Wyldsyle: [After Emmet proudly demonstrates his single original design, a bunk-bed couch] “That’s literally the dumbest idea I’ve ever heard in my life.”
Vitruvius: “Let me handle this, Wyldstyle. That idea… is just the worst.
Emmet: “You’re an amazing person, Wyldstyle, and if your boyfriend can’t see that, he’s as blind as… a person… whose eyes stopped working.”
“We awe fwum the planet Duplo, and we awe here to destwoy you.”
If Lego can maintain this same standard of quality for the inevitable #2, I can’t wait to see how the embattled minifigures repel the Duplo invaders from their home baseplate. The Lego Movie doesn’t have a very deep meaning like Toy Story 1, Toy Story 2, Toy Story 3, Toy Short Stories, the Toy Story Halloween Special, or some other movies based on and made to sell toys, but it is superbly entertaining, delightfully hammy, blissfully nostalgic, consistently funny, occasionally romantic, and most of all awesome.
Grade rating: B+
Mr. Peabody and Sherman – The one thing about this that looked remotely sufferable was Patrick Warburton as a Greek soldier, but he’s only as funny as the lines that writers give him, all of which weren’t.
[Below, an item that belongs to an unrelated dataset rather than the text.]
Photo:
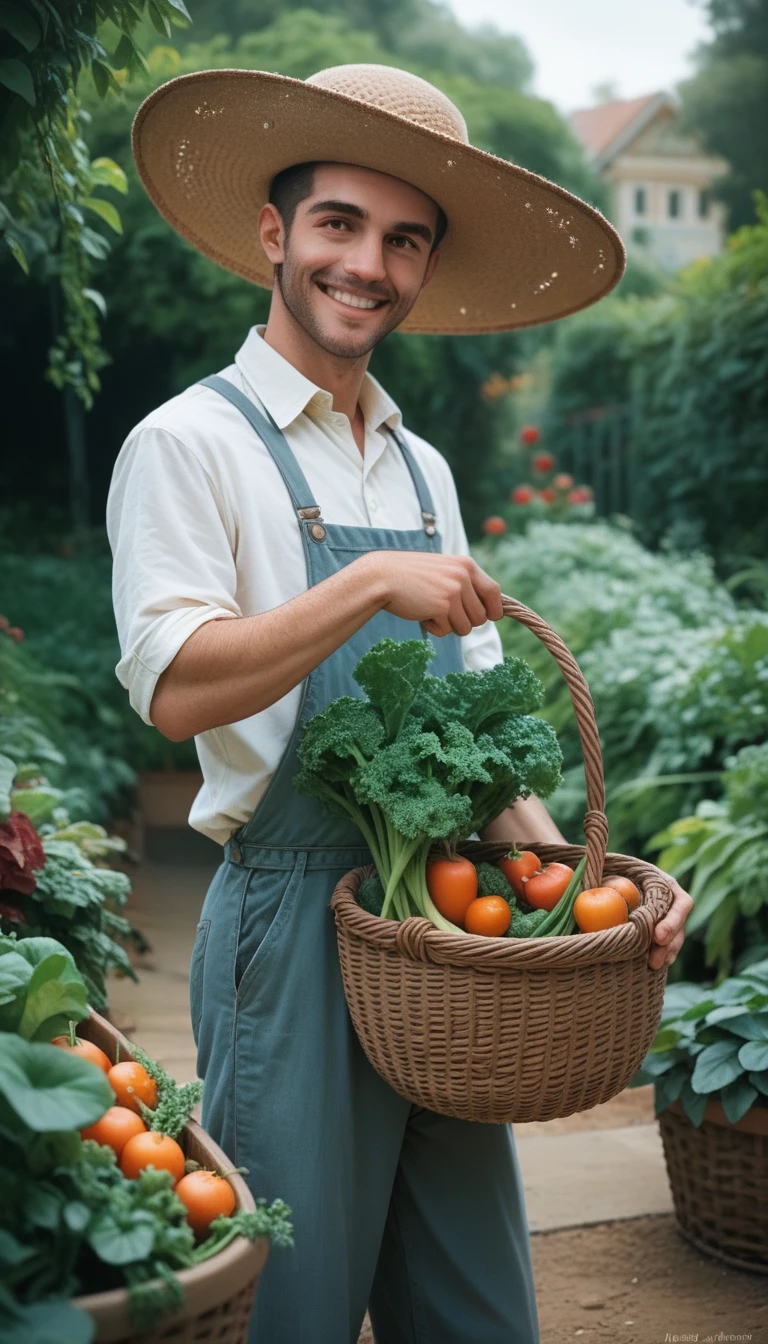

Earth To Echo – This is likely an early teaser because it didn’t reveal many plot points, but it looks like a mashup of Super 8’s better parts with the aliens and floating things and Chronicle or Cloverfield with the handheld camera. And y’all know how I feel about shaky cam.
Muppets: Most Wanted – “Lights out.” *Crash* “Turn them back on. Ugh. You ’ave to vait until I’m LIKE out of the hallway.” Huh huh. Tina Fey smashing Russian and valley girl together. That’s a good one. I think I’ve liked approximately zero of the Muppet movies I’ve seen so far, but maybe this one will change that record. On DVD.
The Amazing Spider-Man 5, or is it officially 2? – Another year, another special effects extravaganza about an arrogant, unlikeable teenager who zips around the big city and wisecracks along the way, except this time the villain is Jamie “Every single thing in my life is built around race” Foxx and the most special effect on display is Spidey’s girlfriend Emma Stone. A noble effort from Industrial Lights and Magic, but that’s not music enough for my ears. It’s time for this string of cash-grabbing sequels to bow out.
The Box-Trolls – If I’m not mistaken, this is the one that made a small stir for being gay kiddie propaganda dressed up as a stop-motion monster movie. “Families come in all shapes and sizes…” Whatever the case, it doesn’t look nearly as inventive visually as Coraline or The Nightmare Before Christmas.
Another Wizard of Oz movie – Soooooooo bad.